3a. 45 rule on N3 2 innies R2C8 + R3C7 = 15 = [78/87/96] -> R4C7 = {123}
3b. 45 rule on N7 2 innies R7C3 + R8C2 = 6 = [24/51] -> R6C3 = {36}
3c. 14(4) cage at R7C6 (step 1c) = {1256/2345} (cannot be {1247} = {24}[17] which clashes with R7C3 + R8C2), no 7
3d. 45 rule on N12 2 innies R2C25 = 14 = {59/68}
3e. 45 rule on N1 3 innies R2C23 + R3C3 = 14, min R2C2 = 5 -> max R23C3 = 9, no 9 in R23C3
3f. 45 rule on N1 2 outies R23C4 = 1 innie R2C2 + 4, IOU no 4 in R3C4
3g. 45 rule on N89 2 innies R8C58 = 10 = [19/37]/{28/46}, no 5, no 7,9 in R8C5
3h. 45 rule on R1 2 outies R2C17 = 5 = [14/23/32] -> R1C1 = {567}
3i. 1 in N1 only in R2C1 + R23C3, CPE no 1 in R2C4
3j. 45 rule on R9 2 outies R8C39 = 11 = [29/38/47]/{56}, no 1 in R8C3, no 2,4 in R8C9
3k. 45 rule on N47 2 outies R45C4 = 2 innies R58C2 + 9
3l. Min R58C2 = 3 -> min R45C4 = 12, no 1,2 in R4C4
3m.
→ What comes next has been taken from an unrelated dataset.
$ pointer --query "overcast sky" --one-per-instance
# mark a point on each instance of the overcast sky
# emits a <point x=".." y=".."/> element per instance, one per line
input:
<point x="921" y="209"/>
Max R45C4 = 17 -> max R58C2 = 8, no 8,9 in R5C2
3n. 45 rule on N8 3 innies R7C6 + R8C56 = 9 = {126/135/234}, no 8, clean-up: no 2 in R8C8

4a. 45 rule on R4 3 innies R4C789 = 11 = {128/137/146/236/245}, no 9
4b. 45 rule on R4 1 outie R5C9 = 1 innie R4C7 + 6, R4C7 = {123} -> R5C9 = {789}
4c. 45 rule on R6 1 innie R6C3 = 1 outie R5C1 + 2, R6C3 = {36} -> R5C1 = {14}
4d. 21(4) cage at R6C6 = {1389/1479/1578/2469/2478/2568/3459} (cannot be {1569/2379/3567} which clash with R6C45, cannot be {3468} which clashes with R6C3)
4e. 21(4) cage = {1479/1578/2469/2478/2568/3459} (cannot be {1389} because 21(4) cage combined with R6C45 = {26} clashes with R6C3)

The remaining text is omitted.